Penultimately, students don’t pay $50,000 a year to sit in a room and not talk on the phone for up to an hour and a half. That’s what prisons are for.

Ultimately,

The Nancies

Dear Nancies,

My computer science professor brought a robot in to class today. Even though it was small and could only perform simple motor tasks, there was something unsettling about it. How could we humans compete with these technological teachers’ pets?

Weird, Wired and Worried

Dear Wired,

Science has not given us one substantial reason to believe that robots will not one day replace humans. Logic and reason must also agree that the extent of robot dominance over humans is much less refutable than the presence of global warming or the female orgasm. Somehow, over the past decade, computers’ abilities have impressed us enough to distract us from their inevitable conquest. They survived the millennium without incorrectly calculating the date, illuminating the nuclear meltdown charts worldwide and forcing the human race to take refuge in archaic underground temples untouched by the hand of technology. This fact forced us to scrap our robot-apocalypse prophecy and accept those steel figures as Intel-core friends. Since then, we get movies beautifying human-robot relationships like ‘A.I. Artificial Intelligence,’ ‘I Robot’ and ‘A Beautiful Mind.’ Kids are growing up without the fuzzy warmth of a teddy bear and instead learning how cozy the jagged edges to their WALL-E dolls can be. Whether we argue if we are a PC or a Mac, we admit to existing as computers.
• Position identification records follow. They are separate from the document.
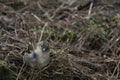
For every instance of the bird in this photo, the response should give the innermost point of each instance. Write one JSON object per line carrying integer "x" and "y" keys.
{"x": 39, "y": 57}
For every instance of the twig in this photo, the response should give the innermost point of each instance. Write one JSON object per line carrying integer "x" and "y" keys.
{"x": 20, "y": 71}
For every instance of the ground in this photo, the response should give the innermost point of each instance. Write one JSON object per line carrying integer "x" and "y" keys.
{"x": 84, "y": 40}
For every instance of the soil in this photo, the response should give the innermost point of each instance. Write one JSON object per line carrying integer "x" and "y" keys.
{"x": 84, "y": 41}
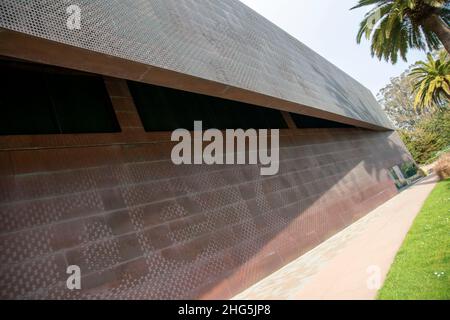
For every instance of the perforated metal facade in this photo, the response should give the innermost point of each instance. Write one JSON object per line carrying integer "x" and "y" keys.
{"x": 219, "y": 40}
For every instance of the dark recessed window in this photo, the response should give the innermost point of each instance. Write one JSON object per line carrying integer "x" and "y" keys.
{"x": 302, "y": 121}
{"x": 165, "y": 109}
{"x": 36, "y": 99}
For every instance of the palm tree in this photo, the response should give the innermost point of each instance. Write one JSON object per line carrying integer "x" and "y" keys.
{"x": 432, "y": 86}
{"x": 394, "y": 26}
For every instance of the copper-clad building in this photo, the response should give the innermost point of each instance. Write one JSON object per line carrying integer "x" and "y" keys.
{"x": 86, "y": 177}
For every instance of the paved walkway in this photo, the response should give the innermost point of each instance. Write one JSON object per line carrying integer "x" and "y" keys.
{"x": 353, "y": 263}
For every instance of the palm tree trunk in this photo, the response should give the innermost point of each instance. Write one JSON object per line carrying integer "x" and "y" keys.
{"x": 435, "y": 24}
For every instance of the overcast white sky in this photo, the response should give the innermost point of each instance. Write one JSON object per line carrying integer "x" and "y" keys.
{"x": 329, "y": 28}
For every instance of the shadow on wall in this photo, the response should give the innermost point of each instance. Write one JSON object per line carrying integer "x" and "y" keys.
{"x": 140, "y": 227}
{"x": 353, "y": 109}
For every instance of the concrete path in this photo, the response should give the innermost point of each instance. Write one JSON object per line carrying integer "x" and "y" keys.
{"x": 353, "y": 263}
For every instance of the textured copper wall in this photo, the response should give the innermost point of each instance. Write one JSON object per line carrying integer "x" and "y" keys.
{"x": 142, "y": 228}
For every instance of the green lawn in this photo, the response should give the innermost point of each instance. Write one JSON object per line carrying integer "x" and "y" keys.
{"x": 421, "y": 269}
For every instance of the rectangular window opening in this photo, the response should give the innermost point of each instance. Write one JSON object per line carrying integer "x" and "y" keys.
{"x": 39, "y": 99}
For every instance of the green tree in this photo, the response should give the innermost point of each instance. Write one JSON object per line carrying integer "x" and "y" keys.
{"x": 394, "y": 26}
{"x": 432, "y": 77}
{"x": 430, "y": 135}
{"x": 397, "y": 100}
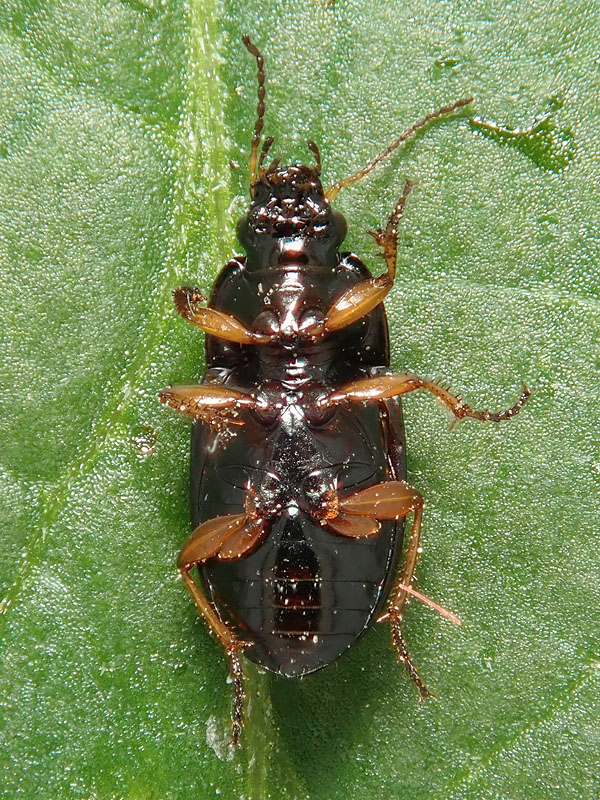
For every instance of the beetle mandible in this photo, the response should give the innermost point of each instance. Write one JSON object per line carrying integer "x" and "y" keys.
{"x": 298, "y": 473}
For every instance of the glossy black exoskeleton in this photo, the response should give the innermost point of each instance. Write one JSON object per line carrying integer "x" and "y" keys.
{"x": 298, "y": 453}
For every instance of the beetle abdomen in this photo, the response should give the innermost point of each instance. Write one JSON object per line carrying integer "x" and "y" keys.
{"x": 305, "y": 595}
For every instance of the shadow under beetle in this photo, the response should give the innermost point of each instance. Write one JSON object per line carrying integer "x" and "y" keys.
{"x": 298, "y": 469}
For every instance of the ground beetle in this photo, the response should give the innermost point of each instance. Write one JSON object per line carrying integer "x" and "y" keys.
{"x": 298, "y": 467}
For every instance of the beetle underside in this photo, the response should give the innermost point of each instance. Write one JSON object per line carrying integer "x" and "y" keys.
{"x": 299, "y": 491}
We can only anticipate how close robotics will get to our lives; surgery for prosthetic prostates or implanted microchips as not only a convenient survey technique but also a fashion statement. Who knows, C-3PO could take the place of our signature effeminate friend, and R2D2 could replace our token disabled. They’re even developing an App that provides heartfelt and pertinent relationship advice. You shouldn’t be worrying about technology’s inevitable takeover. Instead, worry about how long your professor is planning to keep that toy in your class; the last thing you want is some robot know-it-all setting the curve.

Anabolically,

The Nancies

Dear Nancies,

I just played my friend’s Wii last night and I have to say, the pictures that move on the screen have way more pixels. But is that really what it’s about? I still like N64 games.

Pixel-jaded

Dear Pixel-jaded,

There’s something about Pong and a good go-around of Mario Kart that really gets our gamer fuel pumping. Modern games are a bit too involved with finger aerobics, leaving gamers with hand cramps. There are even times when seeing a fictional character sweat is as unwelcome as Larry King’s makeup in HD. But digital nostalgia is a rocky road; you run the risk of sacrificing realism for a basic 8-bit setup, placing you a bit behind the technological curve.

It doesn’t take a Bradbury to postulate that in our not so-distant future ‘Wii Performance Sessions’ will be evaluating our med students’ scalpel technique and honing our fry cooks’ tri-patty flip. Nun-chuck and Wii-mote will see to it that the guy on the airport runway with the mini lightsabers won’t be learning the tricks of the trade from his apprenticeship master, and no composer out of Tanglewood’s fabled halls will stand before a symphonic orchestra without first working out the kinks with a Wii wand warm-up. What it comes down to is realistic applicability ‘- a Wii is a good investment. Just stay away from those board game adaptations. The graphics are freaky-accurate.